Fear, in the sense I described it above, can be harmless and even fun. For the last few years, however, I have been one who has both personally experienced and unhappily observed a type of fear that is anything but enjoyable. Fear in our lives can be crippling – ruining relationships, short-circuiting momentum in ministry, paralyzing spiritual growth and causing division in families, churches and other ministries. Fear is a proven weapon in the armory of the enemy and many have fallen under its piercing blow. Today, I am thinking of a particular type of fear which is operative among the people of God today. I call it “the fear of the brethren”.
“Nevertheless, many even of the authorities believed in Him, but for fear of the Pharisees they did not confess it, so that they would not be put out of the synagogue.” – John 12:42
Jesus had been going about in unprecedented power and wisdom. The crowds were growing and people were beginning to recognize that the Messiah was walking among them. They saw Jesus heal the sick, cast out demons and even raise the dead. He moved in compassion and did not bow to the religious expectation of his day. He was a maverick Messiah and, consequently, the religious establishment resisted Him constantly. The verse above pulls back the curtain on how the religious leaders held the people in a grip of fear, shame and guilt. We are told that many people were inwardly believing in Jesus but, because they feared what others would think and say about them, they moved in secrecy and silence. They would not go public with what they believed. The specific reason is said to have been that they did not want to risk being excommunicated from their religious gathering place. They lived in fear and silence instead moving forward in faith and sincerity. These conflicted people were controlled by what others who disagreed with them would do if they found out what they truly believed.
We should almost always care what people think of us, but we should never be controlled by what people think of us. Proverbs 29:25 teaches us, “The fear of man lays a snare, but whoever trusts in the LORD is safe.” Jesus declared that, if anyone is ashamed of Him and His words, He would be ashamed of them (Mark 8:38). Paul blessed Onesiphorus because the brother refused to be ashamed of Paul while he was being rejected by others and chained up for being true to the faith (2 Timothy 1:16). Paul himself declared, “For I am not ashamed of the gospel, for it is the power of God for salvation to everyone who believes…” (Romans 1:16). Fear of what people think is a lousy way to be motivated through life. Those who do so never get to be who God created them to be. They live as mannequins, dressed up in something which someone else draped upon them. Mannequins always reveal the ideas and design of someone else’s plan. They cannot position themselves nor clothe themselves. They are plastic, motionless and subject to the constantly changing fashions of the person assigned to dress them up. Conversely, God has created each of us for His own glory and He certainly knows how to present us.

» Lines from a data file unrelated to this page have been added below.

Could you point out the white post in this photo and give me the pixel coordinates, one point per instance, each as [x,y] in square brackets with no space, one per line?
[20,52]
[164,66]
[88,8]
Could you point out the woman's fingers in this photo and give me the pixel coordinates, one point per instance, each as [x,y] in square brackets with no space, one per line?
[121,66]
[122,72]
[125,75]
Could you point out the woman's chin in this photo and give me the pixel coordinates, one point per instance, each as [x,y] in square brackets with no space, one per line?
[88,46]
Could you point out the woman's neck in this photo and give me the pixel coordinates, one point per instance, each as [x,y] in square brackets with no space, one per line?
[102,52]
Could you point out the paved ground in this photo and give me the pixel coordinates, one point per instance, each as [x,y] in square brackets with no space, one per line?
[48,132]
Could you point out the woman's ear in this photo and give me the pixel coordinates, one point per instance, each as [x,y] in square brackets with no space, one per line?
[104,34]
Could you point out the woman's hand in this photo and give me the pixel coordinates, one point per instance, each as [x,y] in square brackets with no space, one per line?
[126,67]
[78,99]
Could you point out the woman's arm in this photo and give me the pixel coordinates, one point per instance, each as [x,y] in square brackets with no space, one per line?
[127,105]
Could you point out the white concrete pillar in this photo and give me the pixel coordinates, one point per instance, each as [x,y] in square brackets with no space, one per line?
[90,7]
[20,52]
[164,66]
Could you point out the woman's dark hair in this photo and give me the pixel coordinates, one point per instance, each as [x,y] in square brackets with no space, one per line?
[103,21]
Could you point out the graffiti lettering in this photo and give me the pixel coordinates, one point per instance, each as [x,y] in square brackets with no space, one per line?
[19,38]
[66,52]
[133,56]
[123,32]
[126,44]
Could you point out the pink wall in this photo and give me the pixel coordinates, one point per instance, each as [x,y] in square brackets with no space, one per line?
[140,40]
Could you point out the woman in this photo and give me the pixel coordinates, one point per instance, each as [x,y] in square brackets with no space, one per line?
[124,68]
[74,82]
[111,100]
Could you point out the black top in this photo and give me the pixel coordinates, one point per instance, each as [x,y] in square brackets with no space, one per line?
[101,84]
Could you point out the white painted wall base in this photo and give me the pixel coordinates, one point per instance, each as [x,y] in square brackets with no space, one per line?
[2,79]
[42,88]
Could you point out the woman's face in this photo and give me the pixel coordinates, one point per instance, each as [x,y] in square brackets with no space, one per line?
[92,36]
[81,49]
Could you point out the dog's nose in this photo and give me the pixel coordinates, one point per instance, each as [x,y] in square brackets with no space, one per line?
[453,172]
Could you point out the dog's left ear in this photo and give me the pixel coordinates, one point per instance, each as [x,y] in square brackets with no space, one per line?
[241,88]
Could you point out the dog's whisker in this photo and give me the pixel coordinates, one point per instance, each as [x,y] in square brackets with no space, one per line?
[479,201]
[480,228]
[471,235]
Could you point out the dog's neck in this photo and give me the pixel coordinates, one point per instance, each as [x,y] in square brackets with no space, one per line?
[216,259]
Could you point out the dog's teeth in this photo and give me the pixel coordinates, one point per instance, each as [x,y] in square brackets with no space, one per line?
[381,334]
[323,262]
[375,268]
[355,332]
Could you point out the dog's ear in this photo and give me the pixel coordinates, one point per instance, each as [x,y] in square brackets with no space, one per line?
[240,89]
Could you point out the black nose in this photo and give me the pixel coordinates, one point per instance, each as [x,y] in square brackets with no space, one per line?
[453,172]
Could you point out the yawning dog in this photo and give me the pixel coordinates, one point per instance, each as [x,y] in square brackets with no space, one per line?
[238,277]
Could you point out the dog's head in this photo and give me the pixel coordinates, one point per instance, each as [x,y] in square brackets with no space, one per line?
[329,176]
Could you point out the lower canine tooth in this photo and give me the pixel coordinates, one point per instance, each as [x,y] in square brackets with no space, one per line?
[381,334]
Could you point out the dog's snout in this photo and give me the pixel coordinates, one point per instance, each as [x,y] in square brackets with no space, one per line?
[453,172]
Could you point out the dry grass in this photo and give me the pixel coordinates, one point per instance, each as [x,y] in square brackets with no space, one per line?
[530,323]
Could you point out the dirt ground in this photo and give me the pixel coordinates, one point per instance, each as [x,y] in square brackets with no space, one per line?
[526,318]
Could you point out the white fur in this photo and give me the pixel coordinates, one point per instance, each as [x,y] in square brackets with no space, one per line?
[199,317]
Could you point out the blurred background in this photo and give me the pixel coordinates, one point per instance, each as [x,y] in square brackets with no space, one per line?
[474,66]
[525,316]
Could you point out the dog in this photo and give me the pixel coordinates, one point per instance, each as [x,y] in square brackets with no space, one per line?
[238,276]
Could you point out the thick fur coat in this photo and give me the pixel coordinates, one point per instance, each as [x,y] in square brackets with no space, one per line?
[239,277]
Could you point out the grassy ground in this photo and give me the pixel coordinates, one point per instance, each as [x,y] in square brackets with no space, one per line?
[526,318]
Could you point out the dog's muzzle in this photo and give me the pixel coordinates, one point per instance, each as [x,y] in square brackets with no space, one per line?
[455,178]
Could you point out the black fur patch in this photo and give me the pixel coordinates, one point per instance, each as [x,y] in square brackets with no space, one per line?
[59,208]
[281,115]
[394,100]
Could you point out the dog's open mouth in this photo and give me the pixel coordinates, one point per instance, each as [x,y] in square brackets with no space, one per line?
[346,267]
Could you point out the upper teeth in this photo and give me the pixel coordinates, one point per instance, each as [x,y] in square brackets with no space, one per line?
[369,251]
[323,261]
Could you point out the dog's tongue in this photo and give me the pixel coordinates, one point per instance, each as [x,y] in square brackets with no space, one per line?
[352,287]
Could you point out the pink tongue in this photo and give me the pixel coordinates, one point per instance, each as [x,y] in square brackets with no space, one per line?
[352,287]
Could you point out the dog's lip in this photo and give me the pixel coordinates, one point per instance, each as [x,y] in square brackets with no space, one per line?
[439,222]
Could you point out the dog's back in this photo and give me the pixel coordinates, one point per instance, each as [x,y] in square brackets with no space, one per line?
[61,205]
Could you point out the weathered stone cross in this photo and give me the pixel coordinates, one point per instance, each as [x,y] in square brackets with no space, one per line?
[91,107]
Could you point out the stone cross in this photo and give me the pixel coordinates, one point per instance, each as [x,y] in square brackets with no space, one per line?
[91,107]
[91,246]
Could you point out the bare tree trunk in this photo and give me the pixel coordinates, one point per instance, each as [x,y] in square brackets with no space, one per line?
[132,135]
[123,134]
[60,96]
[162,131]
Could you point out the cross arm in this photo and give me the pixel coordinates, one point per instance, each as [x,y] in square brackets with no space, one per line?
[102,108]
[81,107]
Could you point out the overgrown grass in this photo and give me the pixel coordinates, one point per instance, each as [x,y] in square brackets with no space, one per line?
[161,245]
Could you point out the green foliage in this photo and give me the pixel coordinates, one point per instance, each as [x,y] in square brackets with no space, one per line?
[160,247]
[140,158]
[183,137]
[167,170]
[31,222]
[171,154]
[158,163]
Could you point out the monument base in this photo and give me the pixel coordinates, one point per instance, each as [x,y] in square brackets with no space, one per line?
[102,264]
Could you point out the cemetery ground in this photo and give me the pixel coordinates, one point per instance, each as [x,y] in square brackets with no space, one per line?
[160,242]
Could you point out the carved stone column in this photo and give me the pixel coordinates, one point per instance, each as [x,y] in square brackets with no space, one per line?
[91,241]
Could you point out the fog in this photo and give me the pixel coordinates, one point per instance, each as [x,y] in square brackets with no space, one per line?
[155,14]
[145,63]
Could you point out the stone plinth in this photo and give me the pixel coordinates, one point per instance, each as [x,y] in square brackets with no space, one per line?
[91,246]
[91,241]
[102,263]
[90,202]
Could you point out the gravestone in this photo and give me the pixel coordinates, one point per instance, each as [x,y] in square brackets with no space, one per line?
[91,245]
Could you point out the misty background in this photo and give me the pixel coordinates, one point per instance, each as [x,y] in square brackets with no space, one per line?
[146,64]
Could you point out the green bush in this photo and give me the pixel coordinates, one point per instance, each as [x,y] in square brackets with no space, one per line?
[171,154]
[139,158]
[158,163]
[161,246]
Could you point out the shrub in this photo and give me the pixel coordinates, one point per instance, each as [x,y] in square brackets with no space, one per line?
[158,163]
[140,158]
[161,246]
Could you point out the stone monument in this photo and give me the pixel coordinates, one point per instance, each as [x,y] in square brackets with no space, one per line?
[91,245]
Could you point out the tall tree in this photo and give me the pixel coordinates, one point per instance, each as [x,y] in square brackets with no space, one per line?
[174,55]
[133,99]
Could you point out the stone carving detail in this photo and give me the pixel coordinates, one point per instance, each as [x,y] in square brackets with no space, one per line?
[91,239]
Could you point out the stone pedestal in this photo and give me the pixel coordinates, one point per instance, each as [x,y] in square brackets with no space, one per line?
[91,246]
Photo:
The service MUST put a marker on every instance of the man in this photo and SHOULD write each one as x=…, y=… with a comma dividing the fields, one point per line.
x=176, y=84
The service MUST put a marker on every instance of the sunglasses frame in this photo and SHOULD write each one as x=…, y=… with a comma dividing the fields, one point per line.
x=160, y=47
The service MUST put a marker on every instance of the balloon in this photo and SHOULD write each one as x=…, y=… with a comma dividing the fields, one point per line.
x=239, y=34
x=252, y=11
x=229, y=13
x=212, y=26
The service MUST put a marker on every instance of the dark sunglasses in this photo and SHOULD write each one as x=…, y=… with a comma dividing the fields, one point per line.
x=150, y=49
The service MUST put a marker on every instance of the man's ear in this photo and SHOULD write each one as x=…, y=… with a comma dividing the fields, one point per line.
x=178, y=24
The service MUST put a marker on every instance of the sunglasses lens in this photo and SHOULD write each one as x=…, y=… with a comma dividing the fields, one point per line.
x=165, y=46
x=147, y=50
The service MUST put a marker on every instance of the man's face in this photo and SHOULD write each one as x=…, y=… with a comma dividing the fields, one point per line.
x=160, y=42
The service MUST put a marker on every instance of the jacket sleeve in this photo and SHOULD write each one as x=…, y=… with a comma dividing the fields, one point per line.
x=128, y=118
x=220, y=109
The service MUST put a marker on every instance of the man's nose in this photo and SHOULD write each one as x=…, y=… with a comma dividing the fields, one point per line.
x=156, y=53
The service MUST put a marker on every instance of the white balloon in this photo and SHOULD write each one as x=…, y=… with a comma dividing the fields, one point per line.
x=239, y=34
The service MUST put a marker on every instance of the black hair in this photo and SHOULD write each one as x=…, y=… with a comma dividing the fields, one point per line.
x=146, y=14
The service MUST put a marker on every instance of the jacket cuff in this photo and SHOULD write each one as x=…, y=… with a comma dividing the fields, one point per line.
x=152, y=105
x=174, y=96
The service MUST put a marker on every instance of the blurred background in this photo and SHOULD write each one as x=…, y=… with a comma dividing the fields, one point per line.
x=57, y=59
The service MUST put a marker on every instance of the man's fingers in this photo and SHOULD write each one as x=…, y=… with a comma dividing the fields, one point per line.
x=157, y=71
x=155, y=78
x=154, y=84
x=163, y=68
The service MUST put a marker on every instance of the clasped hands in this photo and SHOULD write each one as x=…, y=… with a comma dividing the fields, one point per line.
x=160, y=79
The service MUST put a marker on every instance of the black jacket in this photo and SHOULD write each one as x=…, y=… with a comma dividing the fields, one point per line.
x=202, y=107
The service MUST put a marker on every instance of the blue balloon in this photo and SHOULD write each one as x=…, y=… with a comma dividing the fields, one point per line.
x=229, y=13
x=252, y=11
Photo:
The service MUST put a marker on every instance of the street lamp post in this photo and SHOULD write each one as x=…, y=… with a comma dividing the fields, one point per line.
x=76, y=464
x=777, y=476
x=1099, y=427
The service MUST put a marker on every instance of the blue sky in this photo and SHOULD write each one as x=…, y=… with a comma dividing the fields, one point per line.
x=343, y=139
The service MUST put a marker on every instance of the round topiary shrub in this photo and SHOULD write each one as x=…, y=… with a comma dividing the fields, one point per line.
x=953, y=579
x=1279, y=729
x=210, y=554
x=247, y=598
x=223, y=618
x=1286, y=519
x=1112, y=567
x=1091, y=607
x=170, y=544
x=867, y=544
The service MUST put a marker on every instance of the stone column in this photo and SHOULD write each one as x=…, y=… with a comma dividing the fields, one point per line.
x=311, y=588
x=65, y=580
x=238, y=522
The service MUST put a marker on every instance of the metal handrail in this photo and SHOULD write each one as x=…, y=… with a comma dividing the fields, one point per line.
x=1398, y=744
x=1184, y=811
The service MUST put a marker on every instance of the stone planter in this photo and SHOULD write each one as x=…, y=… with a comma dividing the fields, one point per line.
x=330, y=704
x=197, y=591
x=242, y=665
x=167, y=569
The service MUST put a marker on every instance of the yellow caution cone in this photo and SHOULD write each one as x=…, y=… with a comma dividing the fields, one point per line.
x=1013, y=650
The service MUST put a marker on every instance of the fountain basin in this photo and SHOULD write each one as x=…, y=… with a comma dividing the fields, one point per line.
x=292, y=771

He intentionally chooses what to layer our lives in. He situates us in Truth, fills us with His Spirit, robes us in His specific design for us and places on display so that we are accurate (and living!) reflections of who He is. We are not to be plastic mannequins. We are made to be powerful masterpieces. The fear of the unknown, the fear of failure, the fear of other people’s opinions will inevitably result in a truncated life, falling short of God’s design. We were made for far better.
“Father, grant courage today to those who have struggled with fearing the opinions of others. Help them not to be blown about by various winds, always shifting towards the latest person who exercises the most dominance among them. Help them to care deeply about how their testimony reflects on the name of King Jesus, but liberate them from being controlled by the opinions of others. Truly make them Your own. Father, a few people reading this need a wholesale deliverance from the spirit of fear. Grant that deliverance to them and continue to grant it as they are tempted to fall backwards into being controlled by others. We must belong to You, Lord Jesus, and we never want to be ashamed of You or Your words. Let us no longer remain as those in John 12:42, who forsook what was true for what would work in their favor. Help us pay the price to remain loyal to You and near to You. Please silence the Pharisees who wish to control us. Please crucify that inner Pharisee in each of us that scolds, insinuates and threatens us as we seek You with the whole heart. Help us to stand courageously, confidently and humbly in the place wherein You lead us. Smile on us, great King. We want our allegiance to be uncompromised. Amen.”